On the surface, Hewlett-Packard Enterprise might seem like the better bet, being tied to enterprise data center and cloud growth. But there's a big reason why income investors could really benefit from buying and holding HP for an extended period of time. Even though enterprise PC service and printing service revenue is expected to slowly be squeezed as time moves on, HP keeps gaining market share in these categories. Improved market share could help improve pricing power, but more importantly could help cut marketing costs, ultimately leading to an increase in margins.

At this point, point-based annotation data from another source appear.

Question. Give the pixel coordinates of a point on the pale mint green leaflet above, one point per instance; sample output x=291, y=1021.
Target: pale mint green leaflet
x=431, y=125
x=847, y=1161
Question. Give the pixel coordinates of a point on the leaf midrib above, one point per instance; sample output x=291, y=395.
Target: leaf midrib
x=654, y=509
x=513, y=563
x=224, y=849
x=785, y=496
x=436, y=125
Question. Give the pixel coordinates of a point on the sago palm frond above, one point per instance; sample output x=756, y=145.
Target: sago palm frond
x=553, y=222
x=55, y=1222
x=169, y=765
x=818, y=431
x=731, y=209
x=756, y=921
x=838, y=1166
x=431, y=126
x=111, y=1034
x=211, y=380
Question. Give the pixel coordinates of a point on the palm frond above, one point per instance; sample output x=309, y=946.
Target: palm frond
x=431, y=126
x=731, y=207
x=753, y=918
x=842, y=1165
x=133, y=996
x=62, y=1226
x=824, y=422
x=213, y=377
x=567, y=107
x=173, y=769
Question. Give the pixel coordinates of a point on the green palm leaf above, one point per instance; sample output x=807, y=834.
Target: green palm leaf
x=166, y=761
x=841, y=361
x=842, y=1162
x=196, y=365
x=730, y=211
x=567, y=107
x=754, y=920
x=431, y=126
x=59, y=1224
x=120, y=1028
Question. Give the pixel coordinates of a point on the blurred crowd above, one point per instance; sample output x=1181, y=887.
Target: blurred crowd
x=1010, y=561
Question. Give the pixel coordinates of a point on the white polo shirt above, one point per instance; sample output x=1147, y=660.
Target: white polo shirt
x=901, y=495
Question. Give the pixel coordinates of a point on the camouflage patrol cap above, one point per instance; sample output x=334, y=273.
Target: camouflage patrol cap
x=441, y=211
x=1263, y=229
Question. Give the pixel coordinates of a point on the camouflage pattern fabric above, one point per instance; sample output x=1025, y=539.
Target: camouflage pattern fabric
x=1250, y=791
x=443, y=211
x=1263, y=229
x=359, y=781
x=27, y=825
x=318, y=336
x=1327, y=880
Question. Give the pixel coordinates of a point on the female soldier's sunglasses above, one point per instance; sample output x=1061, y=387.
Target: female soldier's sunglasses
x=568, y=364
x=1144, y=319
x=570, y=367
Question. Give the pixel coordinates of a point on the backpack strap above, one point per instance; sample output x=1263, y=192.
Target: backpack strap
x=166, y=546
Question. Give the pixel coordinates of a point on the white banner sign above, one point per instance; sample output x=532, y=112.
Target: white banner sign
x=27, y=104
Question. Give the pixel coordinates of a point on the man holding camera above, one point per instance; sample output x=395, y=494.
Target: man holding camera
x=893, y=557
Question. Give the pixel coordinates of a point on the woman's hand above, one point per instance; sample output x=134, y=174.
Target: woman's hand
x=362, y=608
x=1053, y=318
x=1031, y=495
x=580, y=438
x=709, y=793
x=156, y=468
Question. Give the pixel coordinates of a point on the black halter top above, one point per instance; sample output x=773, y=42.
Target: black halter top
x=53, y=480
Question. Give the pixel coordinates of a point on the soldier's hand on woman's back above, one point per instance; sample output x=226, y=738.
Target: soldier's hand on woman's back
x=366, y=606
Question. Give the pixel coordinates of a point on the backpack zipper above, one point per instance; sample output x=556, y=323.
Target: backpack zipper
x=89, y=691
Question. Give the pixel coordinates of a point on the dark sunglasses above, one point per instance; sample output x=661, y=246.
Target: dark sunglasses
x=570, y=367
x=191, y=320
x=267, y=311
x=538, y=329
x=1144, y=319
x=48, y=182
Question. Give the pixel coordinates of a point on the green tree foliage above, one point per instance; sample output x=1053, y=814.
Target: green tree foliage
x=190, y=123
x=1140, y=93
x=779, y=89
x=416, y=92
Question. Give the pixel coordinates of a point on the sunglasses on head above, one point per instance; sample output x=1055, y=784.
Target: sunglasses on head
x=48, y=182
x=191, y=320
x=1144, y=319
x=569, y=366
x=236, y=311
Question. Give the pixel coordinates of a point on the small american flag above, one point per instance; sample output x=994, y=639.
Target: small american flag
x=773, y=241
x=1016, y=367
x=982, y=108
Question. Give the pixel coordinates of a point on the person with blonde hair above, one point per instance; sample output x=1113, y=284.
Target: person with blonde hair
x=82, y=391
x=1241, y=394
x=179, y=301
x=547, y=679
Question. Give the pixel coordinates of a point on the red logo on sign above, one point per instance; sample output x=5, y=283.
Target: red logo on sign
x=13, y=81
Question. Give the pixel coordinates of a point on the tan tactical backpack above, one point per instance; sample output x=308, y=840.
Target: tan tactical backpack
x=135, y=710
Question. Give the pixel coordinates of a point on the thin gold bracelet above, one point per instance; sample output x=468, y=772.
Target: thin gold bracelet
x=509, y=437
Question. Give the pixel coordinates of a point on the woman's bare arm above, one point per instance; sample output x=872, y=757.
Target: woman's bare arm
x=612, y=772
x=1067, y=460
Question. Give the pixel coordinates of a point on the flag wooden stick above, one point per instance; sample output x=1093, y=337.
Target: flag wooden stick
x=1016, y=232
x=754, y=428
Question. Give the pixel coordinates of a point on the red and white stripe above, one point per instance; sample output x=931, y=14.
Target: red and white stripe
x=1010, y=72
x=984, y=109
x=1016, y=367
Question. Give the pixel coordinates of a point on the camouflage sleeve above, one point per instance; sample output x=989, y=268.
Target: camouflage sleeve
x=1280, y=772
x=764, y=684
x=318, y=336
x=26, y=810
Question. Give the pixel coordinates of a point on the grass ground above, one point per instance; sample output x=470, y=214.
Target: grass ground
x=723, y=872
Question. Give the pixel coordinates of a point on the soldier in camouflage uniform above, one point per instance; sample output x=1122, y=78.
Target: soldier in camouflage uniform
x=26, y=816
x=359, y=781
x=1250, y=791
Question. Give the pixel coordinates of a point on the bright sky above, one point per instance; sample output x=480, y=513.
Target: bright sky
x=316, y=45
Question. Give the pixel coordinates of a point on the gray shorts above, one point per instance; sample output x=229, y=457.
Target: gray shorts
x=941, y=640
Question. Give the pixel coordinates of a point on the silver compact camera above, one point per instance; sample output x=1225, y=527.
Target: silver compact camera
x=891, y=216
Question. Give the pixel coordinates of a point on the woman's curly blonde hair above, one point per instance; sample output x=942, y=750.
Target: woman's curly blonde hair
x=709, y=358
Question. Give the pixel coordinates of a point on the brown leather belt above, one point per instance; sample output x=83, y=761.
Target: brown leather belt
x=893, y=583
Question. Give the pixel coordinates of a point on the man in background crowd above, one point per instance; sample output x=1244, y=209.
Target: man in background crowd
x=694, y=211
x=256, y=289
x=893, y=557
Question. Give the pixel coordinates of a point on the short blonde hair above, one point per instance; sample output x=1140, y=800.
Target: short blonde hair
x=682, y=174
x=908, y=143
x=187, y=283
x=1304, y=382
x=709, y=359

HP is also priced very attractively, at just seven times forward earnings, and is generating substantial cash flow, which can help fund its dividend payment. The company is paying out an aggressive $0.50 per year, which is good enough for a 4.3% yield, well ahead of the S&P 500's average yield. As PC revenue slowly fades and HP's margins improve, it could be a smart idea for the company to boost its shareholder return strategy by boosting its dividend. With around $1.60-plus expected in EPS annually for the foreseeable future, a move to a $1 annual dividend isn't out of the question in my mind.